A psychology professor at a small midwestern university was teaching a class on ethics and during the section of the class dealing with forgiveness, showed up in class with boxes of tomatoes and little plastic bags from the grocery store. He instructed each of the students to take a bag, a marker and begin. If they had been offended in some small way by a friend or neighbor; they were to take a small cherry tomato and write the name of the person, and the offense on the skin of the tomato, and deposit it in the bag. If they had been offended in a bigger way, take a Roma tomato, and write the name of the offender, and the offense on that. Use as many tomatoes representing how often they had been hurt by others. And if they have been hurt in some huge way, take a big ol’ beefsteak tomato and write the name of the offender, and describe the offense all over the tomato and put it in the bag.

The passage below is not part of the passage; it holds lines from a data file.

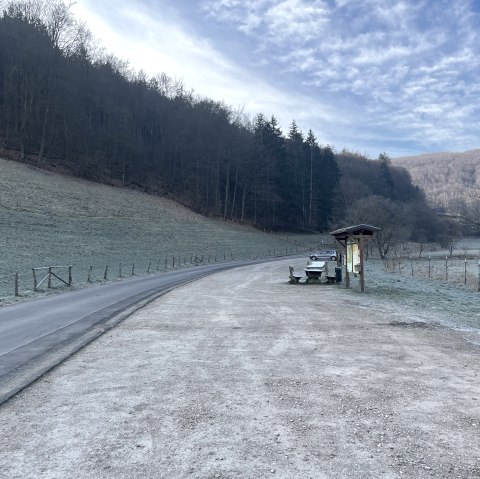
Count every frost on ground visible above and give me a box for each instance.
[0,259,480,479]
[0,159,326,304]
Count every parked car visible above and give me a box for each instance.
[309,249,338,261]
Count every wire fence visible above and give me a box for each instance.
[384,256,480,291]
[0,246,312,299]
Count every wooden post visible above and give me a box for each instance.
[477,259,480,293]
[87,266,93,283]
[358,235,365,293]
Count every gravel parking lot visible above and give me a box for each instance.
[0,260,480,479]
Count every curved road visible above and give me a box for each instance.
[0,260,258,404]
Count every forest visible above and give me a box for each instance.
[0,0,445,244]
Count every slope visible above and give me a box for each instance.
[0,159,320,301]
[392,149,480,207]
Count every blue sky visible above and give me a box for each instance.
[73,0,480,158]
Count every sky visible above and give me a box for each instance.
[73,0,480,158]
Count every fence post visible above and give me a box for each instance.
[87,266,93,283]
[477,259,480,293]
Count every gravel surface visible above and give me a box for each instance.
[0,260,480,479]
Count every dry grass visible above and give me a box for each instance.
[0,159,330,301]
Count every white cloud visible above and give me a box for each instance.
[71,0,480,156]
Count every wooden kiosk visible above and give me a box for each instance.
[330,224,380,293]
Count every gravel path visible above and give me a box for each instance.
[0,260,480,479]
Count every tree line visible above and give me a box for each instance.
[0,0,450,246]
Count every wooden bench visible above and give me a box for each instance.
[288,266,303,284]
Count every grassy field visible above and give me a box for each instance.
[0,159,331,302]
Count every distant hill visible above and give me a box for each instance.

When each student had filled his/her bag, the professor then gave them this assignment:
“From now ’til the end of the semester, you are to carry this bag with you wherever you go. To class. Across campus. To the cafeteria. Even to your bed with you at night, right beside your head. If I see you without your bag of tomatoes, I will dock your grade. You must carry this bag until the end of the semester.”
Well, the first week wasn’t so bad, he docked a few students when they were caught without their bags, or forgot them in class. The second week brought more objections from the classmates – “these bags are getting heavy, and inconvenient to carry.” By week three, the students’ complaints were intensifying: “The bags are getting mushy, and starting to rot and smell.” “It’s disgusting to be seen with these rotting tomatoes.” By the fourth week, the students’ complaints were off the chart: “No one wants to be around me, ’cause this bag stinks!”
Finally, the professor asked if he’d made his point. Did they understand that carrying around a bag of unforgiveness, living with a spirit of resentment, harboring a hope for revenge will eventually begin to stink – and no one will want to be around you!”
“So, if you have received the lesson”, he said, “take your bags outside, and dump them in the flower beds around campus. In a couple weeks what will we find? Yes, the rotten tomatoes will grow some new plants.”
So too when we forgive – when we plant our hurts and resentments in the fertile soil of God’s love and grace, God will bring new life, new joy and new freedom to us.